The coin nobody could get
Picture a coin so scarce that the people most eager to own it could not buy one. In the fall of 1928, the Bank of Hawaii put a new silver half dollar on sale at $2 each — twice the asking price of any commemorative half dollar that had come before. Collectors grumbled. Hawaii bought them anyway. Within weeks the supply was gone.
The reason was simple arithmetic. The Mint struck only 10,008 of these coins, the smallest production run of any classic U.S. commemorative design. (A commemorative is a coin made to honor an event rather than to circulate as money — sold at a premium, with the markup going to a cause.) Subtract the eight coins held back for the 1929 Assay Commission — the annual federal panel that tested the year's coinage for correct weight and fineness — and just 10,000 were ever offered to the public.
The occasion was the 150th anniversary — the sesquicentennial — of Captain James Cook reaching the Hawaiian Islands in January 1778. Cook was the first European to make landfall there, and his arrival opened the islands to the outside world. By 1928 Hawaii was a U.S. territory looking to mark the moment with something lasting.

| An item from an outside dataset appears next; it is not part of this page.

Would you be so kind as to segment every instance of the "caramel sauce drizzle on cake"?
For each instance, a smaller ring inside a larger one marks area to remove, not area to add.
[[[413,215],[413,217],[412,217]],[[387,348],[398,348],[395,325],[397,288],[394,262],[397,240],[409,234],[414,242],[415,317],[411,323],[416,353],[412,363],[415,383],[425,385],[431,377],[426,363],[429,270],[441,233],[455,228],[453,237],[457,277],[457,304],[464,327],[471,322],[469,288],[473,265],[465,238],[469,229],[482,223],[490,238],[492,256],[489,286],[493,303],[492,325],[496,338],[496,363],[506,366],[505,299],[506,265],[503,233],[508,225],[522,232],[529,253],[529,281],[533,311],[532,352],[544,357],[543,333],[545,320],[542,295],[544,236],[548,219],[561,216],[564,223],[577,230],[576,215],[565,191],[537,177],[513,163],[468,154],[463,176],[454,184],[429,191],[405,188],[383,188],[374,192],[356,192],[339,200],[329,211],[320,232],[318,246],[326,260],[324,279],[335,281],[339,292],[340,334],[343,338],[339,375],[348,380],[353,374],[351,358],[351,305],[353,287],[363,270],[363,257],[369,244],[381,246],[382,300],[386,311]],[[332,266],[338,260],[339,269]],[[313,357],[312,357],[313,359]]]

The bill sailed through Congress without a fight. Territorial delegate Victor S. K. Houston introduced it in December 1927, and President Calvin Coolidge signed it into law on March 7, 1928. The Cook Sesquicentennial Commission of Hawaii would buy the coins from the Mint at face value and resell them, with the profit funding the celebration — the standard bargain behind every commemorative of the era.